One of the most common confusions involving special relativity is the claim that the relativistic effects involving the decay of muons entail a contradiction. As with nearly all elementary misunderstandings involving special relativity, this is due to failure to account for the relativity of simultaneity.

Recall that a commonly cited example of observable relativistic effects is the fact that although the half-life of a muon is only about 2.2 μsec, a high-speed muon created in the upper atmosphere (as part of the secondary shower of particles created by incoming cosmic rays colliding with the atoms in the atmosphere), generally persists for a considerably longer time in terms of the inertial coordinates in which the earth is at rest. This is due to relativistic time dilation, i.e., the elapsed proper time of the muon moving at speed v in the earth’s frame runs slow by the factor √(1−v²), so the half-life is increased by the reciprocal of that factor. (Throughout this discussion we use units such that c=1.)

So, if a muon is created in the upper atmosphere at an altitude of h above the ground, and moves vertically downward at speed v in terms of the ground inertial coordinate system S to a collision with the ground, the elapsed time in terms of S between the creation of the muon and the collision is h/v, whereas in terms of the system S′ of inertial coordinates in which the muon is at rest the elapsed time between creation and collision is just (h/v)√(1−v²).

Now, the student may think this entails a contradiction, because he says that, according to the principle of relativity, in terms of S′ a clock on the ground runs slow by the factor √(1−v²), and therefore (he reasons) the elapsed time for a clock on the ground (at rest in S) between the creation of the muon and its collision with the ground should be (h/v)(1−v²), contradicting the already-stated fact that it is really h/v.

The analogous claim can also be expressed in terms of the distances due to length contraction. The student thinks that relativity implies the distance between the muon at its creation and the surface of the earth has contradictory values.

The confusion is dispelled simply by pointing out the relativity of simultaneity. Let us consider the inertial coordinate systems S and S′ with common origin at the creation of the muon, as shown in the figure below. The positive x direction is in the downward direction along the muon’s path.

The muon is created at event E₁, which is simultaneous with event E₂ on the ground in terms of S, and simultaneous with event E₃ on the ground in terms of S′. The collision occurs at event E₄. By stipulation the coordinates (x,t) in terms of S of the four noted events are (0,0), (h,0), (h,vh), and (h,h/v) respectively. Thus for a clock sitting at the collision point the elapsed proper time between the creation of the muon and the collision in terms of S is the interval from E₂ to E₄, which has magnitude h/v, and the elapsed proper time between the creation of the muon and the collision in terms of S′ is the interval from E₁ to E₄, which has magnitude (h/v)√(1−v²).

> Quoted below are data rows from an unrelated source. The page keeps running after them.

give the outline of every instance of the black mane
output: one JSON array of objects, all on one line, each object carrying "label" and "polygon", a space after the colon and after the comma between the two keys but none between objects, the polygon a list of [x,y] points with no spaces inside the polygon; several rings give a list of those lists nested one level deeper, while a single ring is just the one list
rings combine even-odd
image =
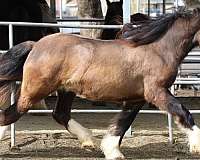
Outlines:
[{"label": "black mane", "polygon": [[136,46],[149,44],[161,38],[178,18],[188,19],[191,16],[190,11],[184,11],[165,14],[136,26],[126,24],[122,29],[122,38],[134,42]]}]

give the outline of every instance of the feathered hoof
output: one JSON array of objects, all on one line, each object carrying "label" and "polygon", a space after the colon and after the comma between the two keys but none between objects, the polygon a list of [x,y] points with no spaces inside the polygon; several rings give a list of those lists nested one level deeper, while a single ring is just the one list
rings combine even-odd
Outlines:
[{"label": "feathered hoof", "polygon": [[197,126],[189,134],[190,152],[200,154],[200,129]]},{"label": "feathered hoof", "polygon": [[96,146],[92,140],[88,140],[88,141],[82,142],[81,148],[92,149],[92,148],[96,148]]},{"label": "feathered hoof", "polygon": [[9,126],[0,126],[0,140],[2,140],[6,136],[6,131]]}]

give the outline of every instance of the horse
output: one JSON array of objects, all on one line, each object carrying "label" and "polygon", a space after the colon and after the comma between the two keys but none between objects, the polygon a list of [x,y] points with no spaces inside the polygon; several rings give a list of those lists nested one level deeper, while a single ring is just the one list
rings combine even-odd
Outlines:
[{"label": "horse", "polygon": [[[107,12],[105,16],[105,25],[122,25],[123,24],[123,0],[119,2],[107,2]],[[144,21],[151,20],[151,18],[142,13],[136,13],[131,15],[131,23],[138,25]],[[101,39],[112,40],[116,38],[121,38],[120,29],[103,29],[101,34]]]},{"label": "horse", "polygon": [[[12,22],[35,22],[35,23],[56,23],[50,8],[45,0],[6,0],[1,1],[0,21]],[[57,33],[56,27],[13,27],[13,44],[32,40],[38,41],[45,35]],[[8,27],[0,26],[0,49],[9,48]]]},{"label": "horse", "polygon": [[[0,112],[0,125],[16,122],[33,104],[58,90],[53,118],[83,140],[85,130],[70,117],[76,95],[135,103],[134,107],[124,106],[101,141],[106,159],[124,159],[119,149],[123,136],[137,115],[135,110],[139,112],[148,102],[172,114],[188,136],[190,151],[200,153],[200,129],[189,110],[168,90],[178,66],[196,45],[193,39],[198,31],[200,9],[195,9],[133,27],[123,39],[56,33],[16,45],[0,57],[1,62],[12,59],[0,63],[0,95],[13,81],[22,80],[22,85],[16,102]],[[13,67],[15,61],[19,63]]]}]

The student may then ask about the elapsed time on a ground clock between “when” the muon is created (in terms of the muon’s rest system S′) and when it collides with the ground. This is the elapsed time from E₃ to E₄, which is (h/v)(1−v²). For example, if v = (1/2)√3 and h/v = 4.4 μsec, then the elapsed muon time between creation and collision is 2.2 μsec, the elapsed ground time using the simultaneity of the ground system is 4.4 μsec, and the elapsed ground time using the simultaneity of the muon system is 1.1 μsec. These represent the magnitudes of the intervals from E₁ to E₄, from E₂ to E₄, and from E₃ to E₄, respectively. Hence the magnitude of the interval from E₂ to E₃ is hv.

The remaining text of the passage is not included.